Furthermore, the report ignores the fact that the net impact of the three tax acts passed during the 2013 and 2014 legislative sessions likely reduced combined state and local taxes for most Minnesotans,† although the acts nonetheless generated significant new revenue by concentrating tax increases at the top of the income spectrum, where income is most heavily concentrated. It is hard to see how these tax acts could have caused massive tax flight of “working age people” when their net effect was a tax reduction for the majority of Minnesotans.

If Minnesota has truly hemorrhaged taxpayers as a result of the 2013 tax act, the impact should have been seen in lower than expected state tax collections. In fact, state tax collections have exceeded the amounts anticipated at the time of the passage of the 2013 tax act by more than one-half billion dollars (from 2 to 5 percent) in each fiscal year since passage of the act and are projected to continue to exceed 2013 expectations by similar margins through the end of the current biennium.

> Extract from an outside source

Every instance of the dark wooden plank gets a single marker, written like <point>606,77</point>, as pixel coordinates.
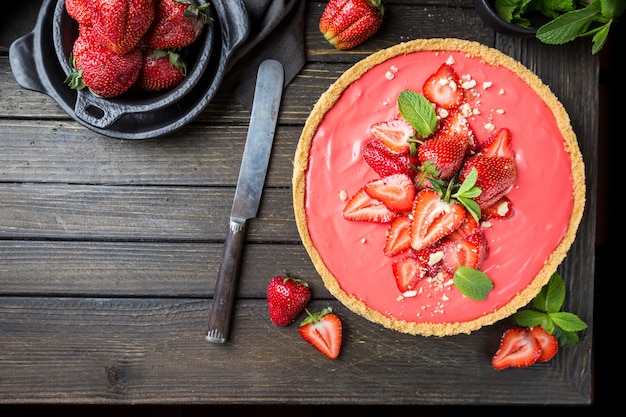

It is hard to see how projections could have been met and surpassed to the extent they have been if the 2013 tax act was responsible for such a large “exodus of citizens from Minnesota.”

Since passage of the 2013 tax act, Minnesota has surpassed adjacent states in terms of job creation, personal income growth, and GDP growth. Since these conventional measures of economic performance do not make the case that the 2013 tax act has been ruinous to Minnesota’s economy, the CAE report trots out a new criterion: income migration. But even if the CAE report succeeded in measuring income migration (which it has not), the assertion that the alleged migration is the result of Minnesota’s tax climate falls flat. Most damning to this assertion is the fact that most of the alleged income migration occurred while anti-tax, anti-investment state policymakers were running Minnesota fiscal policy.

To some extent, tax levels do impact behavior. But so does the quality of public services and infrastructure. Minnesotans should not let unsubstantiated allegations of tax flight deter them from making the smart public investments necessary to move the state forward.

 

 

*This is based on a comparison of per capita state and local government general expenditures compiled by the U.S. Census Bureau and adjusted for inflation using the Implicit Price Deflator of State & Local Government Purchases. Because FY 2003 Census state and local finance data was not published, this comparison is based on FY 2002 and FY 2013 data.

 

†This conclusion is based on an incidence analysis of the 2013 tax act and a separate analysis of the two 2014 tax acts, both from the Minnesota Department of Revenue. These MDOR incidence analyses report average effective tax rates within specific income ranges, not the impact on specific households, so based on these analyses it is not possible to identify with precision the number households that experienced a tax increase or decrease as a result of the 2013 and 2014 tax acts. However, based on a careful examination of these analyses, it is likely that a majority of middle-income taxpayers experienced a tax reduction as a result of the 2013 tax act and that a majority of all taxpayers experienced a tax reduction as a result of the combined impact of the 2013 and 2014 tax acts.